Department of Biomedical Engineering and Institute for Computational Medicine, Johns Hopkins University, Baltimore, MD.
Department of Environmental Toxicology, University of California Santa Cruz, Santa Cruz, CA.
Mol Biol Evol. 2018 Jun 1;35(6):1507-1519. doi: 10.1093/molbev/msy036.

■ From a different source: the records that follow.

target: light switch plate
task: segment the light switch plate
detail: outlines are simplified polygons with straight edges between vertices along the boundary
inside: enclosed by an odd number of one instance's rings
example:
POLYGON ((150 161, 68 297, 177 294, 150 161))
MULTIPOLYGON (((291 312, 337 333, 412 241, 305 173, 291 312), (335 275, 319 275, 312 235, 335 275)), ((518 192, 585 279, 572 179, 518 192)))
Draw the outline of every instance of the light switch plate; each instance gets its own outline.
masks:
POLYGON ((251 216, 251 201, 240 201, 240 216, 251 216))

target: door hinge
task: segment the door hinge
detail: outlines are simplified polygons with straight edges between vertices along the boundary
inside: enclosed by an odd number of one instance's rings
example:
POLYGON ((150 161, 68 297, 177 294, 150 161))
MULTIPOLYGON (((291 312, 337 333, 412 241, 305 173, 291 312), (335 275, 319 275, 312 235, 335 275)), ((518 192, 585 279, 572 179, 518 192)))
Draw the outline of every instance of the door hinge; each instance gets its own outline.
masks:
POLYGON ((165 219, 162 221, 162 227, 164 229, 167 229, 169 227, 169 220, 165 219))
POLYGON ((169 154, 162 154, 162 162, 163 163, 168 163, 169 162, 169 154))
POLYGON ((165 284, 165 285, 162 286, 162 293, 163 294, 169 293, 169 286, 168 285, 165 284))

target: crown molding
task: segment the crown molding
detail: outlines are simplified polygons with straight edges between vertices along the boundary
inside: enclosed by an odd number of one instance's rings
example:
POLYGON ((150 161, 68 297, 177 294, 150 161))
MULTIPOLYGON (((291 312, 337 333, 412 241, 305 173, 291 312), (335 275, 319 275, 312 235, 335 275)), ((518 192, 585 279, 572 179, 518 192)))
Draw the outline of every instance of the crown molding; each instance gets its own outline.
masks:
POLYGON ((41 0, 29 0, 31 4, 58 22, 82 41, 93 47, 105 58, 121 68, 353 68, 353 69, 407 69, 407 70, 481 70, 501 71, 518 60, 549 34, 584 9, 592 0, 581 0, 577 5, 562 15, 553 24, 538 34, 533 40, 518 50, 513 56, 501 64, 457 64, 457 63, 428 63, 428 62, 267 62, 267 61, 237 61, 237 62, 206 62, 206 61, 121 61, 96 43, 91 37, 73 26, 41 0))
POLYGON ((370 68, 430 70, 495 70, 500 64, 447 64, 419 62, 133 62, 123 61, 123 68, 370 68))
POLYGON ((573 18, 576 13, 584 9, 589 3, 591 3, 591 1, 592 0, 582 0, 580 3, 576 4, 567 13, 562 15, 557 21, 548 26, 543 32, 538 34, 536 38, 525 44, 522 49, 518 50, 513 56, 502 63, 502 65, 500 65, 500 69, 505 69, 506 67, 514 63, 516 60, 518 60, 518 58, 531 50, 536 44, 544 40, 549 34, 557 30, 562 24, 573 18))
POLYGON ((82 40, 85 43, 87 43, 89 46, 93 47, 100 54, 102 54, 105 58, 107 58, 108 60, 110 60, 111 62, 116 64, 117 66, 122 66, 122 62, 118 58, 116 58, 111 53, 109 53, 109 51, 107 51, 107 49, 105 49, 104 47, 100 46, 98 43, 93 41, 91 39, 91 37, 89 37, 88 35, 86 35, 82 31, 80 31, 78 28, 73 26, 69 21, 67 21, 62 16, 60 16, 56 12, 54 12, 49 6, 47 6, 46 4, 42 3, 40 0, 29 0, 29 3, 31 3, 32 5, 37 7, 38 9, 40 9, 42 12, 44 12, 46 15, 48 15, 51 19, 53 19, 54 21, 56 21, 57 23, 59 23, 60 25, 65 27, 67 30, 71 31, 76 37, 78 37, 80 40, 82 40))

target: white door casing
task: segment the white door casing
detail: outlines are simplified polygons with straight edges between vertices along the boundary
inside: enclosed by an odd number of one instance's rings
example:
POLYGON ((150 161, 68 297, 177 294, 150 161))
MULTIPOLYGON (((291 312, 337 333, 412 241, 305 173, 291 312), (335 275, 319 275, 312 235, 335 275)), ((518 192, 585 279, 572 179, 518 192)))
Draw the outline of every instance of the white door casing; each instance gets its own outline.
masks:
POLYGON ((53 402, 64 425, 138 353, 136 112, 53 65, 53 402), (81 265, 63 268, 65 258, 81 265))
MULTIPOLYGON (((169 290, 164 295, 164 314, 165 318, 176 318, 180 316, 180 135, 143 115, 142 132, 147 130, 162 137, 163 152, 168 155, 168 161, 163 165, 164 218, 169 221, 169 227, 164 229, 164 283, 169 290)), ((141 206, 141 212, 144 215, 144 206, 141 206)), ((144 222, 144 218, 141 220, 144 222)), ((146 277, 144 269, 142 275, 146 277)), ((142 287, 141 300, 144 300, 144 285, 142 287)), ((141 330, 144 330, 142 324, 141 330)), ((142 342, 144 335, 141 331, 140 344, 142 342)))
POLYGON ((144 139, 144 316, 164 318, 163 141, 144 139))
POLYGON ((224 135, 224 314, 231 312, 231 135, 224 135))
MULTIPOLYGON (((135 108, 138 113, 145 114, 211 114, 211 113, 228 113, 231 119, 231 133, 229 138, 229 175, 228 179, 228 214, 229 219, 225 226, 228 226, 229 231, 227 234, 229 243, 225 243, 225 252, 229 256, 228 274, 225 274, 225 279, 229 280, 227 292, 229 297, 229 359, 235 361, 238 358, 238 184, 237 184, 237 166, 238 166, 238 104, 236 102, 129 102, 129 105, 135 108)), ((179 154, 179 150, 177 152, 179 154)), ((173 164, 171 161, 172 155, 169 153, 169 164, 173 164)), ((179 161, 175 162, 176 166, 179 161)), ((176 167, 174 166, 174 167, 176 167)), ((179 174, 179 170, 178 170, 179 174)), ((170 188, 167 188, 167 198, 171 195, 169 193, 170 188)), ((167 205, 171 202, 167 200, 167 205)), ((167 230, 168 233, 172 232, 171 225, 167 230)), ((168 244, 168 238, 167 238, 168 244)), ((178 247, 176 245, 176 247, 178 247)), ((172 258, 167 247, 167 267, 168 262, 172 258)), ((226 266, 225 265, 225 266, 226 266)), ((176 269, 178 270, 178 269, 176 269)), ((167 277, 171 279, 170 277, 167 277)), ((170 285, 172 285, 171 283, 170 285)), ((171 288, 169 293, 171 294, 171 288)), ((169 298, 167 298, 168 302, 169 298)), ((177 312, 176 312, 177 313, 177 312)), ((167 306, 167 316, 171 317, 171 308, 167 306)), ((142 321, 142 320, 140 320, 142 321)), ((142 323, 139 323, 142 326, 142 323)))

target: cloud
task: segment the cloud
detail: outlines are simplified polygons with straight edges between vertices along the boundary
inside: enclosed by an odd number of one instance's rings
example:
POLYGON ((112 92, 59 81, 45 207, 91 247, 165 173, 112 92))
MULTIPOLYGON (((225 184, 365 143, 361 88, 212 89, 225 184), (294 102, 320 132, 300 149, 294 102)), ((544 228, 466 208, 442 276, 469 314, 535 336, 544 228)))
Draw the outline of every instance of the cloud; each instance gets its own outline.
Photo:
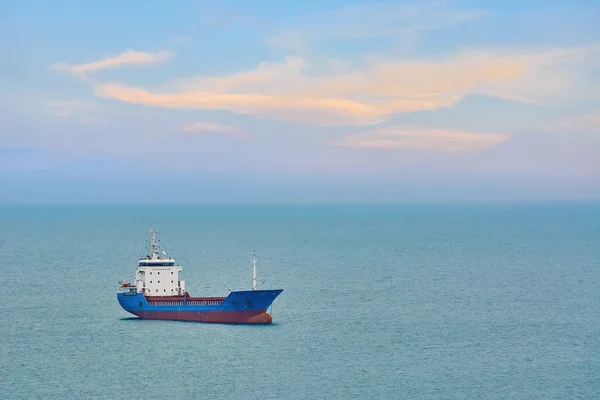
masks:
POLYGON ((484 150, 509 139, 505 134, 476 134, 415 126, 393 126, 365 134, 347 136, 335 144, 370 149, 411 149, 431 152, 484 150))
POLYGON ((169 51, 161 51, 158 53, 146 53, 140 51, 127 50, 118 56, 107 57, 102 60, 94 61, 87 64, 68 65, 56 64, 54 69, 59 71, 68 71, 76 75, 84 75, 90 72, 96 72, 102 69, 115 68, 128 64, 157 64, 168 61, 173 57, 173 53, 169 51))
MULTIPOLYGON (((409 31, 437 30, 455 23, 481 18, 481 10, 451 10, 440 1, 413 3, 373 2, 353 5, 322 17, 325 37, 379 38, 409 31)), ((311 29, 319 32, 318 29, 311 29)))
POLYGON ((69 118, 88 111, 99 111, 100 108, 82 100, 50 101, 44 103, 50 113, 58 118, 69 118))
POLYGON ((369 2, 298 18, 297 28, 290 29, 288 24, 268 42, 297 52, 307 50, 311 42, 331 39, 414 38, 484 15, 481 10, 451 10, 440 1, 369 2))
POLYGON ((308 50, 308 42, 303 35, 296 31, 283 31, 268 39, 268 42, 284 50, 303 53, 308 50))
POLYGON ((201 27, 211 27, 220 29, 229 29, 231 27, 254 27, 261 28, 272 24, 273 21, 264 18, 258 18, 241 12, 243 7, 223 4, 225 2, 196 1, 198 16, 200 17, 201 27))
POLYGON ((526 69, 519 79, 488 82, 478 93, 525 103, 561 107, 573 99, 598 98, 590 90, 589 78, 600 67, 600 44, 554 48, 523 49, 520 53, 526 69))
POLYGON ((119 84, 99 85, 99 96, 164 108, 229 110, 263 118, 280 118, 322 125, 373 124, 395 112, 434 109, 452 104, 452 97, 398 99, 380 103, 364 103, 351 99, 302 96, 228 94, 211 92, 151 93, 119 84))
POLYGON ((223 125, 214 122, 193 122, 183 127, 186 132, 214 132, 214 133, 234 133, 240 132, 239 128, 230 125, 223 125))
POLYGON ((189 44, 192 38, 187 35, 174 35, 171 39, 175 46, 181 47, 189 44))
MULTIPOLYGON (((154 107, 228 110, 260 118, 321 125, 368 125, 394 115, 448 107, 469 94, 524 102, 569 99, 571 73, 600 46, 523 51, 471 51, 436 59, 378 60, 344 72, 308 71, 304 58, 261 63, 230 76, 199 76, 158 89, 97 84, 98 96, 154 107), (318 73, 317 73, 318 72, 318 73)), ((339 67, 339 66, 338 66, 339 67)), ((583 92, 585 93, 585 92, 583 92)))
POLYGON ((600 133, 600 110, 559 118, 545 125, 548 131, 600 133))
MULTIPOLYGON (((139 123, 147 119, 144 110, 127 110, 118 105, 103 104, 99 101, 70 99, 70 100, 49 100, 40 99, 38 104, 45 109, 46 115, 51 115, 54 121, 60 121, 59 124, 76 125, 124 125, 139 123)), ((148 110, 145 110, 147 115, 148 110)), ((156 121, 156 118, 154 119, 156 121)))
POLYGON ((108 124, 105 110, 85 101, 50 101, 44 106, 57 118, 70 119, 82 125, 108 124))

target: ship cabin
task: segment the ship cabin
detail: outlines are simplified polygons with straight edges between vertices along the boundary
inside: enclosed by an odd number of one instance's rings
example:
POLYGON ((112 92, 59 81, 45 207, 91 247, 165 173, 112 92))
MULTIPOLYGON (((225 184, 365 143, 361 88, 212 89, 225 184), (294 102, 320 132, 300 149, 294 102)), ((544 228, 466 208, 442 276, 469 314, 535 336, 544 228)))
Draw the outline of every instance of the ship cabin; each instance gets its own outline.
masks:
POLYGON ((135 286, 146 296, 180 296, 185 281, 179 280, 181 265, 172 258, 141 258, 136 268, 135 286))
POLYGON ((185 281, 179 280, 181 265, 158 251, 158 232, 154 227, 150 231, 151 255, 140 257, 135 269, 135 283, 121 282, 121 290, 127 294, 142 293, 144 296, 182 296, 185 293, 185 281))

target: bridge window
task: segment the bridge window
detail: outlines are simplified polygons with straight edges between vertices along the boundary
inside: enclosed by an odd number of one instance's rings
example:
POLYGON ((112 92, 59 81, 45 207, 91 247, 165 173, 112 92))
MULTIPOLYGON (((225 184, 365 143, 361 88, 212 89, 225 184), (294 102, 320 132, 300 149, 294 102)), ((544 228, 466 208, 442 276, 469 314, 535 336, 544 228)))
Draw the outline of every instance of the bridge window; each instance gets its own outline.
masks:
POLYGON ((174 267, 175 262, 144 262, 140 261, 139 267, 174 267))

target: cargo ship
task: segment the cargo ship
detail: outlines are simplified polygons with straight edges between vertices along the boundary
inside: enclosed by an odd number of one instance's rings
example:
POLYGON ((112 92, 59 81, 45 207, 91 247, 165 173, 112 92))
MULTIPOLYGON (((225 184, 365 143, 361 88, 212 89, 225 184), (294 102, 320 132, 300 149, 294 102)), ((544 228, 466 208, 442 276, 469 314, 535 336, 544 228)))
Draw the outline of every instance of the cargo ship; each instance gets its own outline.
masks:
POLYGON ((192 297, 179 280, 182 266, 159 252, 158 232, 150 231, 150 255, 140 257, 133 282, 120 281, 117 299, 123 309, 143 319, 223 324, 270 324, 268 313, 283 289, 257 290, 256 254, 252 258, 252 290, 225 297, 192 297))

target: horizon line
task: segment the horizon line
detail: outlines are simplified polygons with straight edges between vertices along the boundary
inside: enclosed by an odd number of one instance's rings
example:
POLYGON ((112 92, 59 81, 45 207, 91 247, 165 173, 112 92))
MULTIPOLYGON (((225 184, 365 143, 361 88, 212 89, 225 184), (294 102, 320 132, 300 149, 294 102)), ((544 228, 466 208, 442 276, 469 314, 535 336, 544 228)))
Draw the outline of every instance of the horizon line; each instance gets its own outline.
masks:
POLYGON ((131 203, 131 202, 51 202, 51 203, 1 203, 0 207, 281 207, 281 206, 472 206, 472 205, 600 205, 598 199, 581 200, 446 200, 418 202, 246 202, 246 203, 131 203))

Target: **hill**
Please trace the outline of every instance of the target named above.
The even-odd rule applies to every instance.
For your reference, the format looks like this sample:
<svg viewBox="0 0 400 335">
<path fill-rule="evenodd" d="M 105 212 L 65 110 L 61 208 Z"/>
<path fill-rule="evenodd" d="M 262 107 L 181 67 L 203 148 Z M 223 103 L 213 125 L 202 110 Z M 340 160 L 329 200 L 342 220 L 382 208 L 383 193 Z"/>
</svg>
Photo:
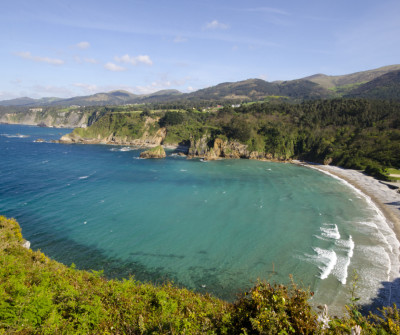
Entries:
<svg viewBox="0 0 400 335">
<path fill-rule="evenodd" d="M 301 80 L 312 81 L 326 89 L 333 89 L 340 86 L 366 83 L 391 71 L 400 70 L 400 65 L 383 66 L 377 69 L 355 72 L 341 76 L 327 76 L 325 74 L 315 74 Z"/>
<path fill-rule="evenodd" d="M 400 70 L 386 73 L 351 90 L 346 96 L 400 100 Z"/>
<path fill-rule="evenodd" d="M 341 76 L 327 76 L 316 74 L 313 76 L 290 80 L 267 82 L 261 79 L 247 79 L 238 82 L 226 82 L 212 87 L 200 89 L 191 93 L 182 93 L 178 90 L 161 90 L 152 94 L 137 95 L 123 90 L 105 93 L 96 93 L 88 96 L 77 96 L 68 99 L 28 97 L 0 101 L 0 106 L 111 106 L 144 103 L 242 103 L 260 101 L 270 97 L 283 100 L 301 101 L 312 99 L 326 99 L 340 96 L 363 96 L 375 98 L 377 94 L 360 95 L 356 89 L 378 77 L 399 71 L 400 65 L 390 65 L 378 69 L 362 71 Z M 385 99 L 398 97 L 396 85 L 390 80 L 374 82 L 373 85 L 385 85 L 383 90 Z M 376 89 L 375 89 L 376 90 Z"/>
<path fill-rule="evenodd" d="M 52 103 L 56 103 L 57 101 L 63 100 L 61 98 L 41 98 L 41 99 L 32 99 L 28 97 L 11 99 L 11 100 L 2 100 L 0 101 L 0 106 L 44 106 Z"/>
</svg>

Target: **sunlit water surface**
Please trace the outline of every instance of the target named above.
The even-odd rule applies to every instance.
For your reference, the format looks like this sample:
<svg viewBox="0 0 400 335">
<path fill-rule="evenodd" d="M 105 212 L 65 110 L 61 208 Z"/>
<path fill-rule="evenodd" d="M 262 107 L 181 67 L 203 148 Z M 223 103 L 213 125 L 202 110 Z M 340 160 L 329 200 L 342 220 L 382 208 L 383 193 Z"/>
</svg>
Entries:
<svg viewBox="0 0 400 335">
<path fill-rule="evenodd" d="M 397 240 L 379 211 L 318 171 L 50 143 L 68 132 L 0 125 L 0 214 L 67 265 L 230 301 L 257 279 L 288 283 L 292 274 L 314 304 L 334 310 L 349 301 L 354 270 L 364 303 L 398 270 Z"/>
</svg>

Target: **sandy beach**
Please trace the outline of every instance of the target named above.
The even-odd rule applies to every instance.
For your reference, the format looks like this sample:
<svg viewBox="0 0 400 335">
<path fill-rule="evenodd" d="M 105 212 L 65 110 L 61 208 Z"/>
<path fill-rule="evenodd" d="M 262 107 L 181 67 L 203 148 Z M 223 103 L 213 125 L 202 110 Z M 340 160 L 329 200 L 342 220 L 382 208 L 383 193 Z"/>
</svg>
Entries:
<svg viewBox="0 0 400 335">
<path fill-rule="evenodd" d="M 397 189 L 389 187 L 389 185 L 385 182 L 365 175 L 362 171 L 343 169 L 330 165 L 305 163 L 300 161 L 295 161 L 294 163 L 319 170 L 323 173 L 328 173 L 333 177 L 340 178 L 341 180 L 349 183 L 349 186 L 353 186 L 361 191 L 366 197 L 369 197 L 375 206 L 385 216 L 388 228 L 390 228 L 395 235 L 393 237 L 397 238 L 397 241 L 391 241 L 392 247 L 399 248 L 400 193 L 397 192 Z M 397 184 L 400 186 L 400 183 Z M 396 264 L 399 263 L 396 262 Z M 380 300 L 380 302 L 378 302 L 375 307 L 382 307 L 384 305 L 391 306 L 393 303 L 396 303 L 397 305 L 400 304 L 400 269 L 393 268 L 392 270 L 393 272 L 390 281 L 382 283 L 383 289 L 381 288 L 381 291 L 384 291 L 384 297 L 377 300 Z"/>
<path fill-rule="evenodd" d="M 390 188 L 385 182 L 367 176 L 361 171 L 343 169 L 338 166 L 309 164 L 296 162 L 296 164 L 307 166 L 328 172 L 339 177 L 371 198 L 375 205 L 385 215 L 390 227 L 400 241 L 400 193 L 397 189 Z M 400 183 L 398 183 L 400 186 Z"/>
</svg>

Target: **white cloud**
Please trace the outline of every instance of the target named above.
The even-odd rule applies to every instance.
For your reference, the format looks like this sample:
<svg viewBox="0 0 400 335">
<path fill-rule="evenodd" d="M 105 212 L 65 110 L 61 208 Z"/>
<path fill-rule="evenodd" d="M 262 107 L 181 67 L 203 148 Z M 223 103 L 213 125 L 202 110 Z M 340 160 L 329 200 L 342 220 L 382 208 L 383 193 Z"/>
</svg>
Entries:
<svg viewBox="0 0 400 335">
<path fill-rule="evenodd" d="M 16 55 L 23 59 L 30 59 L 35 62 L 43 62 L 52 65 L 63 65 L 65 63 L 62 59 L 33 56 L 29 51 L 17 52 Z"/>
<path fill-rule="evenodd" d="M 160 79 L 153 81 L 150 85 L 136 86 L 135 92 L 139 92 L 139 94 L 150 94 L 166 89 L 179 89 L 179 87 L 186 85 L 189 79 L 189 77 L 186 77 L 170 80 L 167 75 L 162 75 Z"/>
<path fill-rule="evenodd" d="M 79 42 L 78 44 L 75 45 L 78 49 L 87 49 L 90 47 L 89 42 Z"/>
<path fill-rule="evenodd" d="M 20 98 L 21 96 L 23 96 L 23 94 L 18 95 L 15 92 L 0 91 L 0 101 L 16 99 L 16 98 Z"/>
<path fill-rule="evenodd" d="M 204 28 L 205 29 L 210 29 L 210 30 L 214 30 L 214 29 L 223 29 L 223 30 L 225 30 L 225 29 L 229 28 L 229 25 L 227 25 L 225 23 L 222 23 L 222 22 L 219 22 L 218 20 L 214 20 L 214 21 L 211 21 L 211 22 L 207 22 Z"/>
<path fill-rule="evenodd" d="M 114 63 L 110 63 L 110 62 L 105 64 L 104 68 L 106 68 L 109 71 L 113 71 L 113 72 L 121 72 L 121 71 L 125 71 L 126 70 L 126 68 L 124 68 L 122 66 L 119 66 L 117 64 L 114 64 Z"/>
<path fill-rule="evenodd" d="M 188 86 L 187 90 L 188 90 L 188 92 L 193 92 L 194 88 L 192 86 Z"/>
<path fill-rule="evenodd" d="M 188 39 L 186 37 L 176 36 L 173 41 L 174 43 L 185 43 Z"/>
<path fill-rule="evenodd" d="M 92 85 L 92 84 L 75 83 L 74 86 L 82 88 L 84 92 L 89 94 L 96 93 L 99 90 L 97 85 Z"/>
<path fill-rule="evenodd" d="M 116 62 L 119 63 L 127 63 L 132 65 L 143 63 L 146 65 L 153 65 L 153 61 L 150 59 L 148 55 L 129 56 L 128 54 L 126 54 L 123 55 L 122 57 L 115 56 L 114 59 Z"/>
<path fill-rule="evenodd" d="M 35 85 L 32 86 L 29 89 L 31 92 L 33 91 L 34 93 L 32 94 L 33 97 L 49 97 L 49 96 L 55 96 L 55 97 L 60 97 L 60 98 L 66 98 L 66 97 L 71 97 L 73 96 L 73 92 L 62 86 L 53 86 L 53 85 Z"/>
<path fill-rule="evenodd" d="M 94 58 L 84 58 L 83 61 L 86 62 L 86 63 L 90 63 L 90 64 L 97 64 L 98 63 L 97 60 L 94 59 Z"/>
<path fill-rule="evenodd" d="M 97 64 L 97 60 L 94 58 L 81 58 L 79 56 L 74 57 L 75 62 L 81 64 L 81 63 L 90 63 L 90 64 Z"/>
</svg>

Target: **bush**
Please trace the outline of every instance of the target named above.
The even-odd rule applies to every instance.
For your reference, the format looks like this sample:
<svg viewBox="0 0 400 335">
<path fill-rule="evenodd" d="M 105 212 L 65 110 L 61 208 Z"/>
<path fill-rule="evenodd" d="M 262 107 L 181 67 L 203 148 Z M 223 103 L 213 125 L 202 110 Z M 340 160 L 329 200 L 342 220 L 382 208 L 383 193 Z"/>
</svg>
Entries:
<svg viewBox="0 0 400 335">
<path fill-rule="evenodd" d="M 240 142 L 247 142 L 251 137 L 249 123 L 240 117 L 234 117 L 225 127 L 225 132 L 229 138 L 239 140 Z"/>
<path fill-rule="evenodd" d="M 365 168 L 365 172 L 367 174 L 369 174 L 370 176 L 375 177 L 375 178 L 377 178 L 379 180 L 385 180 L 385 181 L 389 181 L 390 180 L 390 178 L 387 175 L 387 173 L 385 172 L 385 170 L 382 167 L 378 166 L 378 165 L 368 165 Z"/>
<path fill-rule="evenodd" d="M 232 334 L 314 334 L 319 325 L 308 299 L 312 293 L 260 282 L 233 308 Z"/>
<path fill-rule="evenodd" d="M 160 119 L 159 124 L 161 127 L 174 126 L 181 124 L 184 120 L 184 115 L 181 112 L 166 112 Z"/>
</svg>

The evolution of new biochemical activities frequently involves complex dependencies between mutations and rapid evolutionary radiation. Mutation co-occurrence and covariation have previously been used to identify compensating mutations that are the result of physical contacts and preserve protein function and fold. Here, we model pairwise functional dependencies and higher order interactions that enable evolution of new protein functions. We use a network model to find complex dependencies between mutations resulting from evolutionary trade-offs and pleiotropic effects. We present a method to construct these networks and to identify functionally interacting mutations in both extant and reconstructed ancestral sequences (Network Analysis of Protein Adaptation). The time ordering of mutations can be incorporated into the networks through phylogenetic reconstruction. We apply NAPA to three distantly homologous β-lactamase protein clusters (TEM, CTX-M-3, and OXA-51), each of which has experienced recent evolutionary radiation under substantially different selective pressures. By analyzing the network properties of each protein cluster, we identify key adaptive mutations, positive pairwise interactions, different adaptive solutions to the same selective pressure, and complex evolutionary trajectories likely to increase protein fitness. We also present evidence that incorporating information from phylogenetic reconstruction and ancestral sequence inference can reduce the number of spurious links in the network, whereas preserving overall network community structure. The analysis does not require structural or biochemical data. In contrast to function-preserving mutation dependencies, which are frequently from structural contacts, gain-of-function mutation dependencies are most commonly between residues distal in protein structure.
新生物化学活性的进化通常涉及突变之间的复杂依赖性和快速的进化辐射。突变共发生和共变以前被用来识别补偿突变,这些突变是物理接触的结果,保留了蛋白质的功能和折叠。在这里,我们构建了模型,用于研究导致进化权衡和多效性效应的突变之间的功能依赖性和更高阶的相互作用。我们使用网络模型来发现进化权衡和多效性效应中突变之间的复杂依赖性。我们提出了一种构建这些网络的方法,并在现存和重建的祖先序列中识别功能相互作用的突变(蛋白质适应的网络分析)。通过系统发育重建,可以将突变的时间顺序纳入网络中。我们将 NAPA 应用于三个远同源的β-内酰胺酶蛋白簇(TEM、CTX-M-3 和 OXA-51),每个蛋白簇都经历了近期的进化辐射,这些辐射受到了不同的选择压力。通过分析每个蛋白簇的网络属性,我们确定了关键的适应性突变、阳性的成对相互作用、对同一选择压力的不同适应性解决方案,以及可能增加蛋白质适应性的复杂进化轨迹。我们还提供了证据表明,从系统发育重建和祖先序列推断中整合信息可以减少网络中虚假链接的数量,同时保留网络整体社区结构。该分析不需要结构或生化数据。与功能保持突变依赖性不同,功能获得突变依赖性最常见于蛋白质结构中远距离的残基之间。